American Surety Co. v. Baldwin

90 F.2d 708, 1937 U.S. App. LEXIS 3930
CourtCourt of Appeals for the Seventh Circuit
DecidedJune 23, 1937
DocketNo. 6066
StatusPublished
Cited by2 cases

This text of 90 F.2d 708 (American Surety Co. v. Baldwin) is published on Counsel Stack Legal Research, covering Court of Appeals for the Seventh Circuit primary law. Counsel Stack provides free access to over 12 million legal documents including statutes, case law, regulations, and constitutions.

Bluebook
American Surety Co. v. Baldwin, 90 F.2d 708, 1937 U.S. App. LEXIS 3930 (7th Cir. 1937).

Opinion

LINDLEY, District Judge.

Appellant, defeated in its suit to secure priority over the other creditors of the Spencer National Bank, of which appellee is receiver, upon its claim for $5,035.49,' contends that the court erred in not entering judgment as prayed.

Appellant was surety upon the bond of one H. W. Johnson as treasurer of the School Town of Spencer, Ind. As such official he deposited the school funds in the bank, of which he was assistant cashier, and, during the same period, the county treasurer kept his official deposits in the same institution. These deposits were made in pursuance of the United States banking act, 46 Stat. 809, 12 U.S.C.A. § 90, under which it is provided that any national bank may secure deposits of public money to the extent that state banking institutions may do so under the state law. The statutes of Indiana, sections 12611— 12635, Burns’ Ind.Stat.Ann.1926, provide that public funds may be deposited in banks in an amount fixed by proper official authorities. Under this law the bank was an authorized depository to the extent of $15,000. Deposits made wrongfully or in excess of the amount of the depository bond constitute embezzlement.

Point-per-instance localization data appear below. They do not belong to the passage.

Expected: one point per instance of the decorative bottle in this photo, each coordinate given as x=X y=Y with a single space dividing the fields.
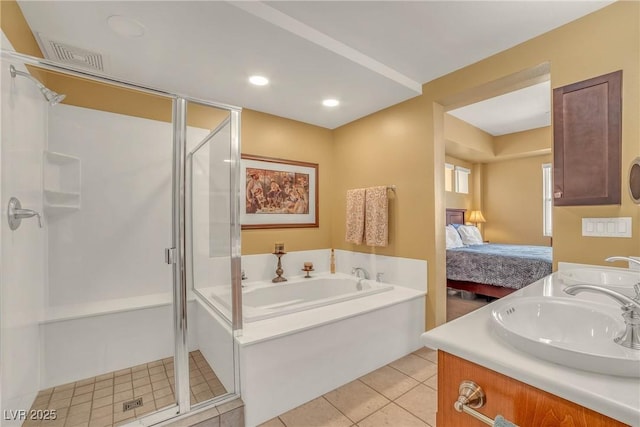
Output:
x=333 y=262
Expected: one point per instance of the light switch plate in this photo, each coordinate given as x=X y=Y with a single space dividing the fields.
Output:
x=606 y=227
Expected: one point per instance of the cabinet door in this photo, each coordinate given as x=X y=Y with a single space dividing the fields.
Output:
x=587 y=142
x=518 y=402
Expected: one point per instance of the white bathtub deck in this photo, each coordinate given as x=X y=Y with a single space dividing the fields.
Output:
x=255 y=332
x=291 y=359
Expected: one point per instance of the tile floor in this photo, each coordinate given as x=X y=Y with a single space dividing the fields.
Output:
x=98 y=401
x=402 y=393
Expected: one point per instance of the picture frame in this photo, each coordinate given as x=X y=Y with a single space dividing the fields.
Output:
x=278 y=193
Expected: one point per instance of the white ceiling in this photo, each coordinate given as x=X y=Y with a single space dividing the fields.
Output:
x=524 y=109
x=369 y=55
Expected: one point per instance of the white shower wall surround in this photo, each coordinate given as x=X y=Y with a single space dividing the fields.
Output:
x=407 y=272
x=24 y=124
x=112 y=247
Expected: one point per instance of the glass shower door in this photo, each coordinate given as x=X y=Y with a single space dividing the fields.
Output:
x=211 y=244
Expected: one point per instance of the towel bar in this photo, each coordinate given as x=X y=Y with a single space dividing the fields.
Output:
x=471 y=396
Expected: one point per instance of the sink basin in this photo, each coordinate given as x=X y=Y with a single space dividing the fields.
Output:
x=575 y=333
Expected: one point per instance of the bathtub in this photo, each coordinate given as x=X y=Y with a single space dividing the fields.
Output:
x=263 y=300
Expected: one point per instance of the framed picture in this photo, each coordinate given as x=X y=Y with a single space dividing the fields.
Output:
x=278 y=193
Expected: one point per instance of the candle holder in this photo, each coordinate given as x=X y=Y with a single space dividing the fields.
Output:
x=279 y=269
x=307 y=270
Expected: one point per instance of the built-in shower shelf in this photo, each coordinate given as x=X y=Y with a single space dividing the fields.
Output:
x=61 y=182
x=58 y=209
x=67 y=198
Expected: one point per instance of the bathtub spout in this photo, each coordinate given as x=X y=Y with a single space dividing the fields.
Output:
x=356 y=272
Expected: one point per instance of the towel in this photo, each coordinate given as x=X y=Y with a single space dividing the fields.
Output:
x=499 y=421
x=355 y=216
x=376 y=224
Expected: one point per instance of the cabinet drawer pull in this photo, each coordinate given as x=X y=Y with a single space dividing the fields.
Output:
x=471 y=396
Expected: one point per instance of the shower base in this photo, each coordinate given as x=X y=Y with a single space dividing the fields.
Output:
x=100 y=401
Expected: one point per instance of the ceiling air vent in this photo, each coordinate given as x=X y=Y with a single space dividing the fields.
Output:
x=68 y=54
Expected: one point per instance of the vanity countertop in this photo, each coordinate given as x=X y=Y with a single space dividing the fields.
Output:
x=471 y=337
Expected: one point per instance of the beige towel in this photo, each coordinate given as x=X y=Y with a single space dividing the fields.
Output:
x=355 y=216
x=376 y=224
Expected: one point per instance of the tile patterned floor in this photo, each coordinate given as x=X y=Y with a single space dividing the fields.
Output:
x=98 y=401
x=402 y=393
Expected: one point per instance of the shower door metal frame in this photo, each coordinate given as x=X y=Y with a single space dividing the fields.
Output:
x=178 y=251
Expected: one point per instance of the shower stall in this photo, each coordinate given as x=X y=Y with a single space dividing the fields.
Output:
x=119 y=205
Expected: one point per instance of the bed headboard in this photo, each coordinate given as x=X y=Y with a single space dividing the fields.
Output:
x=455 y=216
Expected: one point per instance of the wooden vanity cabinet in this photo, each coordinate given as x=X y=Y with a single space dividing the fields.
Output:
x=587 y=140
x=517 y=402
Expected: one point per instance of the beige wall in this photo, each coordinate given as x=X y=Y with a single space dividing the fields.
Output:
x=513 y=201
x=404 y=145
x=613 y=40
x=272 y=136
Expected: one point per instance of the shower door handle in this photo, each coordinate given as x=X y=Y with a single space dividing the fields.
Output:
x=170 y=255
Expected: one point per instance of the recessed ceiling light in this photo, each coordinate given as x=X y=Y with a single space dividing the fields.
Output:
x=125 y=26
x=259 y=80
x=330 y=102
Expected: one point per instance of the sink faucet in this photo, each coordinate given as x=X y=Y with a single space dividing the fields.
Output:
x=630 y=338
x=622 y=258
x=356 y=272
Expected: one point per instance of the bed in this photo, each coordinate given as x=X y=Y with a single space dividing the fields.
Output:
x=494 y=270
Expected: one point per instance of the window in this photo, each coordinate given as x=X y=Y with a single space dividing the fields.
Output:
x=448 y=177
x=547 y=200
x=462 y=179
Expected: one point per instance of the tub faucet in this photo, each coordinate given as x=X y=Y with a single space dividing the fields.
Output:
x=623 y=258
x=630 y=338
x=356 y=272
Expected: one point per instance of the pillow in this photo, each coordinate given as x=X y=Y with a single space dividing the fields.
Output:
x=453 y=238
x=470 y=235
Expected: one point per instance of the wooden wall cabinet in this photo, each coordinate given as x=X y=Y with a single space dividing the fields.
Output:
x=587 y=125
x=517 y=402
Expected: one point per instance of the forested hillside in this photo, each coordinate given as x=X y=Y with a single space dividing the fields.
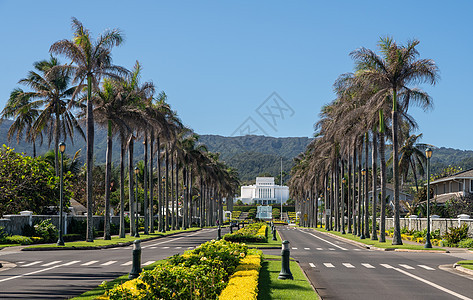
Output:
x=251 y=155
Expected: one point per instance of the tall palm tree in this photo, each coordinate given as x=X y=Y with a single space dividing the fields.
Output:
x=91 y=61
x=393 y=73
x=24 y=113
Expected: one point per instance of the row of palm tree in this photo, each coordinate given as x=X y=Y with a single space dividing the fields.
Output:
x=371 y=107
x=91 y=89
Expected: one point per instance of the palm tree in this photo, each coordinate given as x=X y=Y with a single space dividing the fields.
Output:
x=393 y=73
x=91 y=61
x=24 y=112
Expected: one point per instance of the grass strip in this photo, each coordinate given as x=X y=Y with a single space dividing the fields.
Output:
x=374 y=243
x=107 y=285
x=270 y=287
x=115 y=241
x=467 y=264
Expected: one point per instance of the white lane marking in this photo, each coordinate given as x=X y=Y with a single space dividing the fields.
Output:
x=433 y=284
x=33 y=263
x=335 y=245
x=51 y=263
x=387 y=266
x=426 y=267
x=407 y=267
x=163 y=242
x=368 y=266
x=109 y=263
x=39 y=271
x=71 y=263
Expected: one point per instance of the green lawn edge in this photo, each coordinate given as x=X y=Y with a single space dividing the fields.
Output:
x=115 y=241
x=467 y=264
x=270 y=287
x=375 y=243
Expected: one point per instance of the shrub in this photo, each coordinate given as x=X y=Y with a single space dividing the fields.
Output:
x=46 y=230
x=466 y=243
x=455 y=234
x=18 y=239
x=201 y=273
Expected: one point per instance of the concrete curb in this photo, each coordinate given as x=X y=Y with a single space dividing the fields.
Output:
x=377 y=248
x=462 y=269
x=102 y=247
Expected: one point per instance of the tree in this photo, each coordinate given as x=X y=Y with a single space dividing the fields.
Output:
x=393 y=73
x=91 y=60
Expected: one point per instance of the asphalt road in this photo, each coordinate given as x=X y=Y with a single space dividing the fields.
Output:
x=340 y=270
x=68 y=273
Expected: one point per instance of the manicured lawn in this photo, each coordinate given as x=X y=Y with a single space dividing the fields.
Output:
x=270 y=287
x=468 y=264
x=386 y=245
x=270 y=242
x=107 y=285
x=114 y=241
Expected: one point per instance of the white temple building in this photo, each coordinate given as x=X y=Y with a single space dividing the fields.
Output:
x=264 y=192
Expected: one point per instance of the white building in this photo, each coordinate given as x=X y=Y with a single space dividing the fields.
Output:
x=264 y=192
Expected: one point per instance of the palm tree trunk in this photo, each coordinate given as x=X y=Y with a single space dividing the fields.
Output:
x=360 y=192
x=366 y=208
x=160 y=187
x=108 y=171
x=355 y=228
x=397 y=240
x=122 y=188
x=374 y=160
x=166 y=195
x=151 y=183
x=382 y=217
x=89 y=162
x=131 y=186
x=145 y=183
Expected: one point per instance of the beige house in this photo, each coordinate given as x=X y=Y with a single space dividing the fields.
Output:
x=457 y=185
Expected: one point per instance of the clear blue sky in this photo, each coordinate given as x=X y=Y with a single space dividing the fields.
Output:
x=218 y=61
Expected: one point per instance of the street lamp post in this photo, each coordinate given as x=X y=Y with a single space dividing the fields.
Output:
x=136 y=201
x=428 y=154
x=60 y=241
x=363 y=208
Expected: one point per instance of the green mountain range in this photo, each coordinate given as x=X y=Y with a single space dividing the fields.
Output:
x=251 y=155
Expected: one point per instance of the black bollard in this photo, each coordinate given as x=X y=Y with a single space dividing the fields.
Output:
x=285 y=271
x=136 y=268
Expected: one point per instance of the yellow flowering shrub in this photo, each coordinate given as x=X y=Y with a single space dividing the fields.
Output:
x=243 y=284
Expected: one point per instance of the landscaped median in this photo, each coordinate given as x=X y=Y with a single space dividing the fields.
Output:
x=103 y=244
x=374 y=244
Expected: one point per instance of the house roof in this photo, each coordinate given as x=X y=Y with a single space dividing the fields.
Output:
x=468 y=174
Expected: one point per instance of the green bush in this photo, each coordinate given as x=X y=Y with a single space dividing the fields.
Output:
x=455 y=234
x=72 y=237
x=18 y=239
x=201 y=273
x=466 y=243
x=46 y=230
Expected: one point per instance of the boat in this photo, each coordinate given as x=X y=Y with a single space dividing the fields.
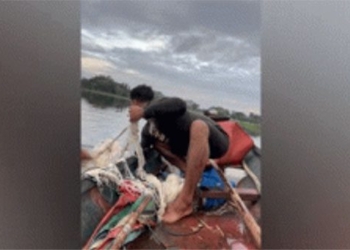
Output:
x=224 y=225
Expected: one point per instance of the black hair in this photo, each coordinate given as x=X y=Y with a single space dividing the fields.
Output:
x=142 y=93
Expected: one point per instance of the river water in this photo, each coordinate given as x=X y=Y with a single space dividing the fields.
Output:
x=98 y=124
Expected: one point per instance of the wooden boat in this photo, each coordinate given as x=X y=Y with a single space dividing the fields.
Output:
x=222 y=228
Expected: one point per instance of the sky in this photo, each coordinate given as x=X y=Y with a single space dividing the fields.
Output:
x=204 y=51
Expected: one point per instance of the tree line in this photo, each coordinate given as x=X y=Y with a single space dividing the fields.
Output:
x=103 y=91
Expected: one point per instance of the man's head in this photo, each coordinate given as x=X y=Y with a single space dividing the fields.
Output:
x=141 y=95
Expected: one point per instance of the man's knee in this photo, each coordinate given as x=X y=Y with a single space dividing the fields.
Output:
x=199 y=128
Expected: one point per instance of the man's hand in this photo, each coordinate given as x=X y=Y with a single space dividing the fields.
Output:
x=135 y=113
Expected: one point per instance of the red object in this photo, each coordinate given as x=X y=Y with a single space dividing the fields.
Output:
x=240 y=144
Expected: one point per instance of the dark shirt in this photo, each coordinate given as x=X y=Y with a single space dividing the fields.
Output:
x=172 y=119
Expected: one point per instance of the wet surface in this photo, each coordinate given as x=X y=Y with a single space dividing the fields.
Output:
x=199 y=231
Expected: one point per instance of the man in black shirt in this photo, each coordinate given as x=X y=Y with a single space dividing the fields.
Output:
x=186 y=139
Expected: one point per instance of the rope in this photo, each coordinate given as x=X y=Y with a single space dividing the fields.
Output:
x=111 y=143
x=252 y=175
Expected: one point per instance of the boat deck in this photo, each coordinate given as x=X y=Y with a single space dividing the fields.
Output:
x=198 y=231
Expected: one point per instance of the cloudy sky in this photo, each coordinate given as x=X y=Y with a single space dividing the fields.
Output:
x=205 y=51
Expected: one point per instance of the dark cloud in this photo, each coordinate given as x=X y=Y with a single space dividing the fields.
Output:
x=197 y=45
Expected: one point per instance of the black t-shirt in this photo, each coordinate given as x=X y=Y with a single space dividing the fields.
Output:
x=172 y=119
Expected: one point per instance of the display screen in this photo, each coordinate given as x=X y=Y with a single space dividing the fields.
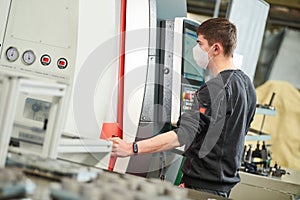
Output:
x=190 y=69
x=193 y=75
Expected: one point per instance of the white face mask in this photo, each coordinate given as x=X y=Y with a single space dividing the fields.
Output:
x=200 y=56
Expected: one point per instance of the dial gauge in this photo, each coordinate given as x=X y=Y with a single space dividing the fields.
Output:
x=12 y=54
x=28 y=57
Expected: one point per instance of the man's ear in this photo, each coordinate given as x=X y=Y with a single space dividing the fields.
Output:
x=217 y=48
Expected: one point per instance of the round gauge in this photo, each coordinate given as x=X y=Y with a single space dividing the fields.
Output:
x=12 y=54
x=28 y=57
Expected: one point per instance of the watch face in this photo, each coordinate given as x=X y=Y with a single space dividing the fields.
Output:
x=135 y=148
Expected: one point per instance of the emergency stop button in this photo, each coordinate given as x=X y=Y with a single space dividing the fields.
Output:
x=62 y=63
x=45 y=60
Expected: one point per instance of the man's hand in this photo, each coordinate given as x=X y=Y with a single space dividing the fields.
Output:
x=121 y=148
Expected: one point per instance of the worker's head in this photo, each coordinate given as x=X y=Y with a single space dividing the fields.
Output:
x=220 y=34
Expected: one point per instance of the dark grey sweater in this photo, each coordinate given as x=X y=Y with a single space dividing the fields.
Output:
x=213 y=132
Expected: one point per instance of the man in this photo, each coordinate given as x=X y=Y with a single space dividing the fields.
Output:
x=213 y=132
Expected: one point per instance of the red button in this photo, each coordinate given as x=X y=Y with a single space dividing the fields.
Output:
x=45 y=59
x=62 y=63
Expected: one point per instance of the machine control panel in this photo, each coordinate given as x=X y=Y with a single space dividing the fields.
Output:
x=34 y=50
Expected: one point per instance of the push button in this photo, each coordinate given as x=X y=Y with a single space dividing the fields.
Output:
x=62 y=63
x=45 y=60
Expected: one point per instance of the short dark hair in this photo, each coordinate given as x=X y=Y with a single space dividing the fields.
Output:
x=219 y=30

On July 6, 1932, the county treasurer drew against his account in the bank a warrant or check for $14,539.98 in favor of the school treasurer, who immediately indorsed and deposited it in his official account. The county treasurer’s account was charged and the school treasurer’s credited with this amount.

On July 9 the township trustee drew against his account in the bank a warrant or check for $195.90 in favor of the school treasurer, who indorsed and deposited it in his account, the township account being charged and the school account credited with the amount.

These transactions resulted in a balance to the school treasurer’s credit at the time the bank closed, of $20,035.49, or $5,-035.49 more than it was authorized to receive.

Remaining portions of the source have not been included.